At Work

Your User Experience Improvement Checklist

Since most UX problems on the web are rooted in poor user interface design, a quick heuristic evaluation can do wonders in improving the overall user experience of a website.

Keeping in mind Nielsen’s widely used usability heuristics to check if your website is good enough to provide a good experience for your users, we can check for the following:

 

Provide relevant feedback whenever possible

It’s important to keep the user informed in every step of the process. The site should provide relevant feedback in a timely manner. Information should be there as soon as the user needs it. Help the user know their current state and provide triggers that will let them act appropriately. This helps maintain a seamless flow of navigation throughout your site.

 

Speak your user’s language

Use a language that is familiar to your target audience. Real-world conventions make your users comfortable navigating your site. Technical terms and acronyms should be reserved to those users who will understand them at a glance. Otherwise, immediately provide descriptions or remove them entirely.

 

Users should be free to do whatever they want

It is important that you provide an ample amount of freedom to your users. Give them options to handle both wanted and unwanted actions. There should be options to go back, move forward, or leave the current page without disrupting the experience.
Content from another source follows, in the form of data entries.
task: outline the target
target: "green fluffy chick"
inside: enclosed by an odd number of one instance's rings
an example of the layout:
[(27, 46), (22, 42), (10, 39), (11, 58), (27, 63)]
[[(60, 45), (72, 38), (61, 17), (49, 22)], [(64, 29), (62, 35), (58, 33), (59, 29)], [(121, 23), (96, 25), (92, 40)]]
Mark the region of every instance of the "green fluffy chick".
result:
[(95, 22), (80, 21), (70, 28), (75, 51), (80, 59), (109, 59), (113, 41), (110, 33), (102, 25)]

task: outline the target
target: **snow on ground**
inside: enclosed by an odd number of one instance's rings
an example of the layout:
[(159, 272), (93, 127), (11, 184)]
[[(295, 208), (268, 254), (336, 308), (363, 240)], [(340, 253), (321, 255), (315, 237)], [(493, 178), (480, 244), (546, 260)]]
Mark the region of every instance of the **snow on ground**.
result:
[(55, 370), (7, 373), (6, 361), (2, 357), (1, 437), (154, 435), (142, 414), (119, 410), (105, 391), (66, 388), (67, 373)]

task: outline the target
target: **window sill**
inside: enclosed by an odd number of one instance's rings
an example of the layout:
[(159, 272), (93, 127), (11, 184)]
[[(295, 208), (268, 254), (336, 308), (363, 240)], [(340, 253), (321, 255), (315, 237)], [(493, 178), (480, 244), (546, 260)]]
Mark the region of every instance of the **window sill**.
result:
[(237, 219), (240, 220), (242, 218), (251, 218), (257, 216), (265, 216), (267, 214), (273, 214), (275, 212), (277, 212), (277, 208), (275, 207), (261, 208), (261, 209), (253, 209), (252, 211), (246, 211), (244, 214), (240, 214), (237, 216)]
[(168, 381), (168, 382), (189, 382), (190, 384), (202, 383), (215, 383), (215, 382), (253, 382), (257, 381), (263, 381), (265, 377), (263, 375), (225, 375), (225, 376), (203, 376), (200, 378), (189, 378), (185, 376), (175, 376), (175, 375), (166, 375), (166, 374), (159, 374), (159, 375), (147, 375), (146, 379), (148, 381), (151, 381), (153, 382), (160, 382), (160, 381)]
Your users will make mistakes from time to time and it’s up to you to handle them appropriately. Create user contingencies for possible error states, giving users more options on what to do upon encountering a roadblock. A good information architecture is a big help in preventing and solving errors, giving users a clear path to their goals as well as what to do if they encounter them.

 

Create a style guide and follow it at all costs

Try to maintain the same design layout and style across your site. From the fonts, color schemes, margins and navigation, keeping it consistent adds to the user’s level of comfort. The opposite creates distraction and confusion that does nothing but detract from your user’s goals in navigating your website.

 

Catch potential mistakes

Part of keeping your users in control is catching potential errors before they occur. If you think that an action is either sensitive or will have a significant impact on the user’s current state, provide options and alerts prior to the action. Test for errors in the background as the user goes through a task. You can use Javascript and CSS to validate data and inform the user accordingly.

 

Don’t make your users think too hard

Chances are, your users are better at recognition than recall. So be consistent in your design. Provide the user enough information about the current page they’re in, and they’re place in the overall site structure. Effective use of breadcrumbs, navigation menus as well as fonts, color schemes and other site elements will give users enough context to know where they are, what is the purpose of this page, what they’re supposed to do, and where to go next.

 

Design for power users

Give your more advanced users options to navigate the site faster than they did the first time. Track common actions and design for that. Make frequently visited pages more accessible, commonly clicked links more recognizable, and important content readable.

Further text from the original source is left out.